Globally Focused Problem Solving

Every minute of every day, each of us is faced with an expanse of problems that require our attention, ranging from very simple problems such as what time to set your alarm clock in the morning, to large, wicked problems like natural disasters related to climate change. The World Economic Forum has identified complex problem solving as one of the top ten in-demand skills that employers are currently looking for and will continue to grow in importance in the years ahead.
With this in mind, Roycemore’s Portrait of a Graduate has prioritized Globally Focused Problem Solving as a key competency under the tenet of Citizenship. As students progress from Early Childhood to Upper School, they acquire knowledge and understanding of the world around them, gaining global competencies related to humanity and the environment. Leveraging their cultural humility and appreciation for diverse perspectives, students learn that in order to solve the most complex challenges of our world, they must begin with respect for themselves, each other, and the environment. They learn about their relationship with the air, land, food, energy, water and ecosystems. They understand society’s impact on the world including population growth, population development, and resource consumption. With their knowledge and perspective, students then have opportunities to engage in real-world problem solving. Using a design-thinking approach, students are able to recognize their own agency to design innovative new approaches that inspire action for real change.
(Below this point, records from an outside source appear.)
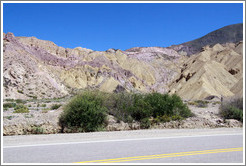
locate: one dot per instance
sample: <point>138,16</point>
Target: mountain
<point>228,34</point>
<point>37,68</point>
<point>34,68</point>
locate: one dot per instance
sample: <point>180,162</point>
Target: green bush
<point>9,105</point>
<point>140,109</point>
<point>55,106</point>
<point>84,113</point>
<point>232,109</point>
<point>19,101</point>
<point>118,105</point>
<point>21,109</point>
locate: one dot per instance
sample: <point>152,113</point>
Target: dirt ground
<point>43,120</point>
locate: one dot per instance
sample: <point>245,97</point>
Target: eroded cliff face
<point>216,71</point>
<point>36,68</point>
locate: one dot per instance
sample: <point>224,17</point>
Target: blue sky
<point>121,26</point>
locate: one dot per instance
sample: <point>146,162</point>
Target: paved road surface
<point>144,146</point>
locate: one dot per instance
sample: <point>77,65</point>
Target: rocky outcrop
<point>228,34</point>
<point>36,68</point>
<point>216,71</point>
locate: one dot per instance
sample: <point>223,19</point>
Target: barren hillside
<point>36,68</point>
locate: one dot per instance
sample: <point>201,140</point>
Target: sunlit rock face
<point>34,68</point>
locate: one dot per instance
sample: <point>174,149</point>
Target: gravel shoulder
<point>23,140</point>
<point>41,120</point>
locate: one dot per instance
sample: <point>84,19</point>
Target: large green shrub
<point>55,106</point>
<point>232,109</point>
<point>118,105</point>
<point>84,113</point>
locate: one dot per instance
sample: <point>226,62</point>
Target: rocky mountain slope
<point>228,34</point>
<point>36,68</point>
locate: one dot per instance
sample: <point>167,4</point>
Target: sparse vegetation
<point>55,106</point>
<point>21,109</point>
<point>20,91</point>
<point>19,101</point>
<point>9,105</point>
<point>199,103</point>
<point>232,109</point>
<point>84,113</point>
<point>37,130</point>
<point>128,107</point>
<point>8,117</point>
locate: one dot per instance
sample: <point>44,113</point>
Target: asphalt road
<point>146,146</point>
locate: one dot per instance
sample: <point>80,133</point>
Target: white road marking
<point>118,140</point>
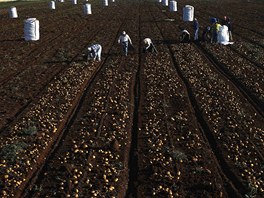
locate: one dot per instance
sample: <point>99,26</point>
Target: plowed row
<point>187,122</point>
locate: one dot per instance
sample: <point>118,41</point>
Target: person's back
<point>185,36</point>
<point>94,51</point>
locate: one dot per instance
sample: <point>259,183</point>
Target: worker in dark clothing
<point>94,52</point>
<point>227,22</point>
<point>196,29</point>
<point>206,34</point>
<point>149,46</point>
<point>185,36</point>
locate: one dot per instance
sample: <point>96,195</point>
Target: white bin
<point>188,13</point>
<point>52,5</point>
<point>165,2</point>
<point>105,2</point>
<point>13,12</point>
<point>223,35</point>
<point>31,29</point>
<point>87,9</point>
<point>173,6</point>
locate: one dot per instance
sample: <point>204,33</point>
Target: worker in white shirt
<point>94,51</point>
<point>149,46</point>
<point>125,40</point>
Globally focused problem solving is supported throughout the curriculum in an interdisciplinary way. Across all grades and divisions students engage in conversations about both local and global events. In the Lower School, integrated units, such as the second grade unit on the rainforest, open up conversations about deforestation. A far-away place like Brazil is made closer as students become informed consumers. A homework assignment, for example, is to go to the grocery and identify rainforest products. Students then research ways that companies have adopted corporate policies that are both earth and human friendly. They learn that even though they are young, their choices can have a profound impact on the rainforest animals that they study.
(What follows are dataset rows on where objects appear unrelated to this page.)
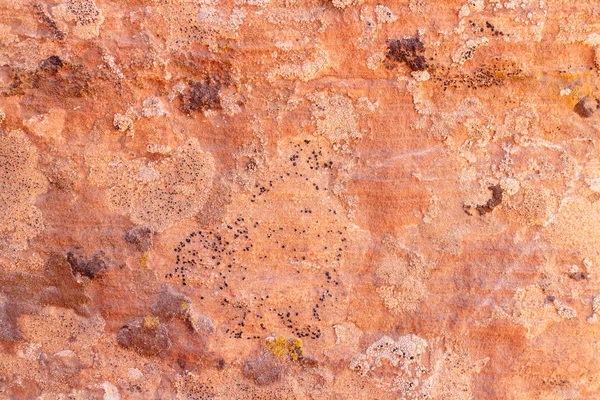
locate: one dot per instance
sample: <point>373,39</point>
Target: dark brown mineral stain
<point>586,107</point>
<point>408,50</point>
<point>147,338</point>
<point>491,204</point>
<point>22,293</point>
<point>201,96</point>
<point>92,268</point>
<point>62,290</point>
<point>55,77</point>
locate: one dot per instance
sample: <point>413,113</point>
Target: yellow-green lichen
<point>280,346</point>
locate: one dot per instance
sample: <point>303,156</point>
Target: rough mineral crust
<point>284,199</point>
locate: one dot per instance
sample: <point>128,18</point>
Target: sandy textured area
<point>285,199</point>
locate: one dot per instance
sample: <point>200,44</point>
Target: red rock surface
<point>263,199</point>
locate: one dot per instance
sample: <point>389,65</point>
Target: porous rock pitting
<point>265,199</point>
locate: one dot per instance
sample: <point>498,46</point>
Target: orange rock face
<point>281,199</point>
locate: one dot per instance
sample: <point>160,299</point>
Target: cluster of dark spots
<point>145,337</point>
<point>141,237</point>
<point>408,50</point>
<point>491,204</point>
<point>92,268</point>
<point>488,25</point>
<point>224,259</point>
<point>45,18</point>
<point>579,276</point>
<point>52,64</point>
<point>586,107</point>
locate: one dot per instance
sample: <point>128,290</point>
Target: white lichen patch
<point>20,183</point>
<point>163,192</point>
<point>335,117</point>
<point>85,16</point>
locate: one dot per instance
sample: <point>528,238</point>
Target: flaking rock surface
<point>284,199</point>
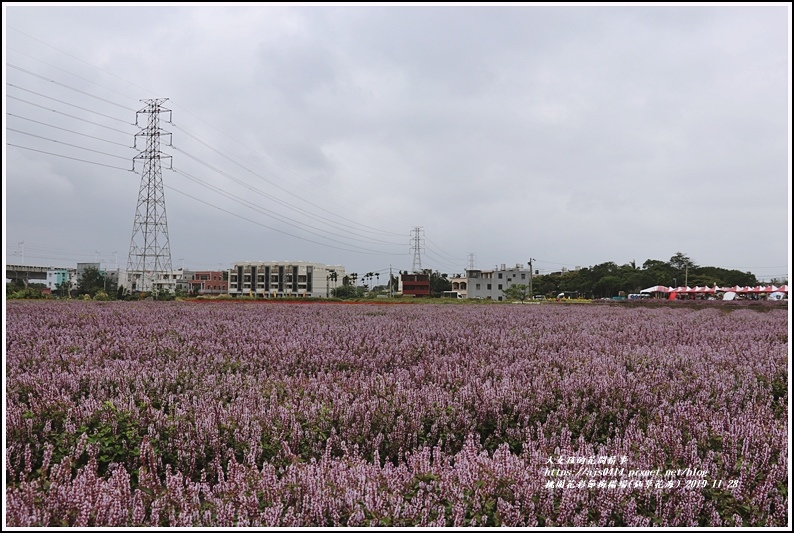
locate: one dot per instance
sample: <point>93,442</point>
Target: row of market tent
<point>768,292</point>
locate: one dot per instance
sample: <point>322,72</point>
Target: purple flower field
<point>235,414</point>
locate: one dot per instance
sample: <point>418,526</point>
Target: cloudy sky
<point>570,135</point>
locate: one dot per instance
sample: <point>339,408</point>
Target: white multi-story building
<point>489,284</point>
<point>284,279</point>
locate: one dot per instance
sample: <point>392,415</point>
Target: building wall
<point>489,284</point>
<point>208,282</point>
<point>283,279</point>
<point>414,284</point>
<point>460,285</point>
<point>56,277</point>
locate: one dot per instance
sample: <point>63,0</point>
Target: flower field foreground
<point>178,414</point>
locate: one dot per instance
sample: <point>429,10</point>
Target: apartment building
<point>414,284</point>
<point>284,279</point>
<point>489,284</point>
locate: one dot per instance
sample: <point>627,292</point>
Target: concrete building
<point>489,284</point>
<point>207,282</point>
<point>460,284</point>
<point>57,278</point>
<point>414,284</point>
<point>284,279</point>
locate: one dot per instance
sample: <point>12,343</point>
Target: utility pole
<point>530,278</point>
<point>417,249</point>
<point>150,251</point>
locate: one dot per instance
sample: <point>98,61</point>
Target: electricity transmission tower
<point>417,248</point>
<point>149,263</point>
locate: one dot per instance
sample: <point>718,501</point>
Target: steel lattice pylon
<point>149,262</point>
<point>417,248</point>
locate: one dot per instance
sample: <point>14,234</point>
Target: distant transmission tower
<point>416,246</point>
<point>471,261</point>
<point>150,251</point>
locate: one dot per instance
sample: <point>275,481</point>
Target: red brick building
<point>208,282</point>
<point>415,284</point>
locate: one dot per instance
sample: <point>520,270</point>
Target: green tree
<point>91,282</point>
<point>346,292</point>
<point>681,262</point>
<point>516,292</point>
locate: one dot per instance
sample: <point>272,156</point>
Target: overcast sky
<point>570,135</point>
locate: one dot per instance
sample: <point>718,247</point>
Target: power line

Each year in Middle School, students have the opportunity to work on problems that they are concerned about through their chosen Personal Passion Project (P3). The P3 program continues teaching the Design Thinking complex problem solving approach that Lower School students were exposed to, but is now focused on a problem of the student’s own choosing. Students further engage in real-world problem solving across the curriculum whether it is through the globally based Humanities curriculum where students study the ancient civilizations of China, Egypt, and Sudan but relate the history back to current issues countries are facing. Or perhaps in science class where students work on projects that address real world problems and identify possible solutions to global issues such as climate change and the Great Pacific Garbage Patch. Students enjoy engaging in conversation and integrating their opinions on what’s happening around the world with their classmates, and they also participate in “mystery Zooms” where they connect with a classroom in another part of the country or the world. As Humanities Teacher Amy Milner says, “It reminds us that our reality is not the only reality. Furthermore, we have to work with another classroom to future out where they are and to help them figure out where we are.”
As International Family Liaison and Upper School teacher, John Trowbridge shares, “The more students can understand about other cultures, world views, and ways of looking at the world, the more they can begin to articulate solutions to problems that take into account the perspectives of peoples all over the world.” For example, in Katie Carson’s math classes students have the opportunity to explore global population problems. They learn what makes data valid and reliable, and how to read graphs to help improve their understanding of global problems. In Upper School science classes, students engage in real world problem solving on topics of energy, natural resources and sustainable design. Chemistry students learn chemistry-related causes of issues and identify possible solutions on topics as varied as the Flint water crisis, ocean acidification, and the Apollo 13 explosion. In AP Biology students engage in many activities related to elephant and rhino poaching using DNA tech to track poachers, create hybrid embryos to preserve species and more. Even in college counseling, students are encouraged to explore extracurricular pursuits, or independent projects for the January Short Term (JST) that address global issues. Some examples include sustainability, social justice, or health awareness. World language courses naturally lend themselves to global perspectives and problem solving. “My goal is to help my students expand their horizons and look beyond their zone of familiarity and comfort,” says Spanish teacher, Jennifer Sommers.
According to the Organization for Economic Development and Cooperation (OECD), “Problem solving is one of the key competencies humans need in a world full of changes, uncertainty and surprise. It is needed in all those situations where we have no routine response at hand. Problem solving requires the intelligent exploration of the world around us, it requires strategies for efficient knowledge acquisition about unknown situations, and it requires creative application of the knowledge available or that can be gathered during the process.” The adoption of Globally Focused Problem Solving in Roycemore’s Portrait of a Graduate will prepare our graduates to become responsible citizens, inspired scholars, and compassionate leaders to create a just and sustainable world.